Une série d’articles décrivant l’état de nos connaissances sur les principaux aspects du transport intracellulaire débute dans ce numéro. Le texte de Andrée Tixier-Vidal (« Les compartiments membranaires de la cellule eucaryote ») situe dans une perspective historique les données de base indispensables à la compréhension des recherches actuelles sur les mécanismes moléculaires du transport intracellulaire, celui de Bruno Antonny (« Contrôle de l’assemblage des manteaux protéiques COP par les petites protéines G Arf et Sar ») explique comment les manteaux protéiques nécessaires à la formation des vésicules de transport s’associent aux membranes des compartiments cellulaires. Dans les prochains numéros, le texte de Thierry Galli et al. sera consacré aux mécanismes de la fusion membranaire, un processus complexe et finement contrôlé qui permet aux vésicules de transport de « reconnaître » spécifiquement leurs membranes cibles et de fusionner avec elles pendant les processus de transport ; celui de Nicolas Morel et Jean-Marc Philippe (« La libération des neuromédiateurs : le double-jeu de la VATPase ») présentera le cas particulier de la fusion des vésicules synaptiques avec la membrane présynaptique dans les neurones. Les numéros suivants présenteront les données récentes sur les voies d’entrée dans les cellules des macromolécules du milieu extracellulaire, voies qui se révèlent plus complexes que prévu (Alexandre Benmerah et Christophe Lamaze : « Endocytose : chaque voie compte ») et sur le rôle des lipides dans le transport, domaine de recherche particulièrement actif et en plein essor (Anne Schmidt : « Rôle de la modification des lipides dans la biogenèse des vésicules et la fission »). Enfin, cette série thématique sera clôturée par la mise au point de Serge Benichou et Alexandre Benmerah sur les mécanismes d’entrée des virus, en particulier le VIH et le virus de l’Herpès (« Virus et voie d’endocytose »), et par un texte de synthèse et de prospective dans lequel seront présentés les enjeux majeurs de la recherche dans le domaine du transport intracellulaire dans les prochaines années.

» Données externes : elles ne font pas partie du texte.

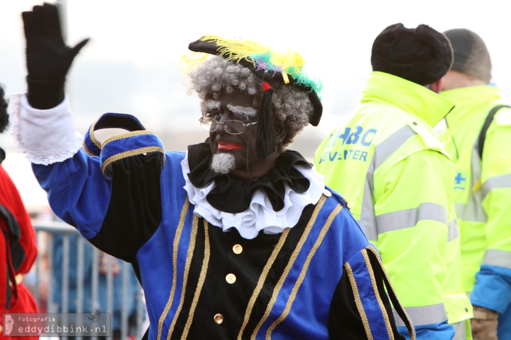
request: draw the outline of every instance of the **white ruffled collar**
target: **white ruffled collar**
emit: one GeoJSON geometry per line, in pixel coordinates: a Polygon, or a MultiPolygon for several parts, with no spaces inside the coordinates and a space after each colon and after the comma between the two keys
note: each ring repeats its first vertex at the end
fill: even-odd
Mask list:
{"type": "Polygon", "coordinates": [[[265,234],[279,234],[285,228],[293,228],[298,223],[304,208],[309,204],[315,204],[319,200],[324,189],[324,177],[313,167],[295,165],[294,167],[309,180],[310,185],[303,193],[293,191],[287,184],[284,207],[274,211],[264,191],[259,189],[252,197],[250,207],[243,212],[231,213],[221,211],[211,206],[206,197],[215,186],[215,181],[202,188],[196,188],[190,182],[188,174],[188,153],[181,162],[183,177],[185,184],[183,188],[188,194],[188,199],[195,206],[194,214],[203,218],[208,223],[225,231],[235,228],[241,237],[251,239],[261,230],[265,234]]]}

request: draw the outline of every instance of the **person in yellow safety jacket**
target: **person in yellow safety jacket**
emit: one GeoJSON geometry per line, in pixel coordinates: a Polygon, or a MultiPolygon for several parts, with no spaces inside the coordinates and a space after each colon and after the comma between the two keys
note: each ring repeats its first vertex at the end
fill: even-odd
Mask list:
{"type": "Polygon", "coordinates": [[[454,106],[437,94],[452,54],[445,36],[426,25],[384,30],[359,110],[315,157],[380,252],[417,339],[471,338],[449,189],[454,165],[432,129],[454,106]]]}
{"type": "Polygon", "coordinates": [[[489,85],[490,54],[471,31],[445,33],[454,61],[440,94],[456,107],[446,117],[440,139],[456,162],[454,200],[463,285],[474,306],[473,335],[511,339],[511,109],[500,108],[490,117],[480,143],[486,117],[501,103],[499,88],[489,85]]]}

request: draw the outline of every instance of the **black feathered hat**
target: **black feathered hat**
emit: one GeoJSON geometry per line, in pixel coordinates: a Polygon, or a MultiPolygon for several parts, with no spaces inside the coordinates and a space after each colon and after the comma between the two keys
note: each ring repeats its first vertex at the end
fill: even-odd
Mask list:
{"type": "Polygon", "coordinates": [[[313,107],[309,123],[317,126],[323,107],[318,93],[320,84],[307,77],[302,72],[305,63],[296,52],[276,53],[269,47],[256,41],[226,39],[215,36],[205,36],[190,43],[188,48],[194,52],[202,52],[223,57],[250,69],[262,79],[264,92],[258,113],[257,145],[258,157],[264,158],[275,150],[275,138],[271,119],[273,89],[268,82],[281,82],[297,86],[306,92],[313,107]]]}
{"type": "Polygon", "coordinates": [[[405,28],[395,23],[375,39],[371,53],[373,70],[389,73],[421,85],[444,77],[453,62],[451,43],[429,26],[405,28]]]}

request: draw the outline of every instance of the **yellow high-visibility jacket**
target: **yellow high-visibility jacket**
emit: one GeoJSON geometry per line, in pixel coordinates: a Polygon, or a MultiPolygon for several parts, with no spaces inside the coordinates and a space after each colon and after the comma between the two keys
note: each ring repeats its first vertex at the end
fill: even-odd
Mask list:
{"type": "MultiPolygon", "coordinates": [[[[488,113],[500,100],[499,89],[471,86],[440,94],[456,104],[440,139],[456,162],[463,287],[472,292],[474,305],[501,314],[507,310],[511,322],[511,109],[502,108],[494,116],[481,160],[477,139],[488,113]]],[[[502,335],[499,330],[499,338],[502,335]]],[[[505,338],[509,337],[508,332],[505,338]]]]}
{"type": "Polygon", "coordinates": [[[373,72],[358,111],[315,157],[381,254],[419,339],[451,338],[454,331],[464,338],[472,315],[461,286],[454,165],[432,128],[453,106],[424,86],[373,72]]]}

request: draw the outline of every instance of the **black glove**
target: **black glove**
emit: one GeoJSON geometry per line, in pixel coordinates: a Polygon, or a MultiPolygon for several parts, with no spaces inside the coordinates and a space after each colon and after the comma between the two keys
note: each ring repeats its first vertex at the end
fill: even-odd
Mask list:
{"type": "Polygon", "coordinates": [[[73,59],[87,43],[66,46],[57,7],[44,3],[21,13],[27,39],[27,98],[36,109],[50,109],[64,100],[65,77],[73,59]]]}

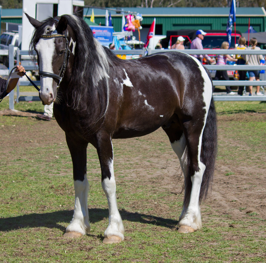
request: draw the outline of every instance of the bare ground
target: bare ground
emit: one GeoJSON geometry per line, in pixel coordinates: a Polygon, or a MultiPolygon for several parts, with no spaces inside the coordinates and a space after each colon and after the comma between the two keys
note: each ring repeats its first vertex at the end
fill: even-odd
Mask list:
{"type": "MultiPolygon", "coordinates": [[[[6,110],[0,111],[0,115],[12,115],[35,118],[36,114],[30,112],[6,110]]],[[[246,119],[248,121],[251,117],[254,121],[256,118],[261,120],[262,118],[266,120],[265,114],[232,114],[231,118],[228,116],[222,115],[218,116],[219,132],[218,140],[219,145],[228,147],[230,149],[230,145],[234,146],[238,145],[240,147],[245,147],[241,142],[236,141],[230,139],[230,136],[226,134],[223,129],[223,127],[228,125],[228,122],[234,121],[239,119],[246,119]],[[222,143],[221,143],[221,142],[222,143]]],[[[10,137],[6,138],[5,142],[7,144],[12,144],[14,147],[23,147],[26,146],[29,141],[31,140],[34,142],[38,142],[39,144],[47,143],[49,141],[49,136],[41,136],[42,133],[49,131],[49,134],[52,134],[53,140],[61,141],[64,140],[64,134],[54,119],[50,122],[40,121],[38,122],[38,125],[35,126],[35,132],[29,134],[26,129],[23,127],[14,128],[2,127],[2,133],[6,134],[14,134],[19,132],[19,136],[16,139],[12,140],[10,137]],[[12,130],[10,130],[11,129],[12,130]],[[15,129],[16,130],[14,131],[15,129]],[[39,139],[40,137],[42,139],[39,139]]],[[[168,139],[164,132],[160,129],[155,132],[147,136],[147,140],[161,141],[165,143],[168,139]]],[[[148,151],[148,144],[132,138],[126,140],[117,140],[114,141],[114,145],[116,144],[122,144],[125,152],[132,150],[134,147],[143,147],[138,150],[140,153],[142,151],[148,151]]],[[[33,144],[33,145],[34,144],[33,144]]],[[[215,176],[212,185],[211,192],[209,193],[207,198],[201,206],[202,210],[208,208],[210,210],[208,212],[203,213],[203,221],[206,220],[206,218],[211,215],[213,218],[217,217],[215,224],[217,226],[221,223],[219,218],[222,216],[228,216],[232,220],[240,220],[245,221],[250,220],[249,215],[252,213],[256,215],[258,220],[261,219],[266,219],[266,175],[265,174],[266,168],[266,155],[264,151],[259,153],[256,154],[252,156],[253,158],[259,157],[262,160],[261,165],[257,165],[253,164],[250,161],[248,153],[248,147],[247,146],[247,153],[246,156],[239,158],[237,162],[235,161],[231,156],[228,156],[228,159],[225,161],[218,160],[217,162],[215,176]],[[228,172],[229,173],[228,173],[228,172]]],[[[233,151],[232,149],[232,151],[233,151]]],[[[8,147],[3,147],[1,149],[1,154],[8,158],[8,147]]],[[[115,158],[115,152],[114,153],[115,158]]],[[[176,156],[171,150],[166,151],[162,155],[158,153],[150,153],[146,156],[146,158],[144,158],[142,155],[140,154],[134,158],[134,160],[130,159],[128,155],[125,156],[123,159],[120,157],[119,161],[127,162],[130,164],[132,163],[132,167],[124,171],[126,174],[125,180],[134,178],[135,183],[132,183],[132,187],[134,187],[135,182],[141,180],[147,182],[147,184],[151,185],[154,190],[168,191],[172,193],[172,198],[176,198],[176,195],[180,193],[180,190],[183,181],[182,176],[181,176],[181,169],[176,156]],[[134,164],[137,165],[134,165],[134,164]],[[173,164],[174,164],[173,165],[173,164]],[[149,169],[147,167],[148,166],[149,169]],[[161,168],[160,172],[155,171],[155,173],[151,173],[150,169],[153,166],[161,168]]],[[[100,172],[98,171],[97,172],[100,172]]],[[[121,182],[123,183],[123,182],[121,182]]],[[[155,202],[151,205],[156,207],[155,202]]],[[[134,207],[139,207],[141,204],[133,202],[132,210],[134,207]]],[[[161,216],[164,217],[163,205],[157,208],[159,211],[161,216]]],[[[233,226],[229,226],[234,227],[233,226]]]]}

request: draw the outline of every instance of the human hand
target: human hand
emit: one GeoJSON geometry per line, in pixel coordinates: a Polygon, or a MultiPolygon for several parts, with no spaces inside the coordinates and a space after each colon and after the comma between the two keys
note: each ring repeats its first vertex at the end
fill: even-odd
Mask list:
{"type": "Polygon", "coordinates": [[[18,65],[17,66],[17,68],[16,69],[15,72],[17,72],[18,75],[19,75],[21,77],[24,76],[26,73],[24,67],[21,65],[18,65]]]}

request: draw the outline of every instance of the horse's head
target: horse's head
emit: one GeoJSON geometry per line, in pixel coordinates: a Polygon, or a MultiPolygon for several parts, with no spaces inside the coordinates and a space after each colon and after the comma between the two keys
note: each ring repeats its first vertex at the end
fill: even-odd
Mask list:
{"type": "Polygon", "coordinates": [[[50,105],[56,98],[57,88],[70,54],[74,53],[75,43],[69,35],[71,30],[64,16],[40,22],[25,14],[35,29],[30,46],[31,51],[35,50],[37,54],[40,76],[40,97],[44,105],[50,105]]]}

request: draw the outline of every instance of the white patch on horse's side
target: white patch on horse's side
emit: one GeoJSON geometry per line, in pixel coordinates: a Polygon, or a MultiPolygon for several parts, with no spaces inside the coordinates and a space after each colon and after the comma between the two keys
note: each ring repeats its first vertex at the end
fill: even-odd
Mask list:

Lorsque ce « feuilleton » aura atteint son terme, les lecteurs de m/s auront à leur disposition, nous l’espérons, un dossier actualisé et didactique sur ce domaine exemplaire à l’interface de la biologie fondamentale et de la pathologie.

References
1.
Pastural E, Barrat FJ, Dufourcq-Lagelouse R, et al. Griscelli disease maps to chromocome 15q and is associated with mutations in the myosin-Va gene. Nat Genet 1997; 16 : 289–92.
2.
Ménasché G, Pastural E, Feldmann J, et al. Mutations in RAB27A cause Griscelli syndrome associated with haemophagocytic syndrome. Nat Genet 2000; 25 : 173–6.
3.
Goud B. Le transport vésiculaire des cellules eukaryotes est contrôlé par les GTP-ases. Med Sci 1992; 8 : 326–33.
4.
Goud B. How Rab proteins link motors to membranes. Nat Cell Biol 2002; 4 : E77–8.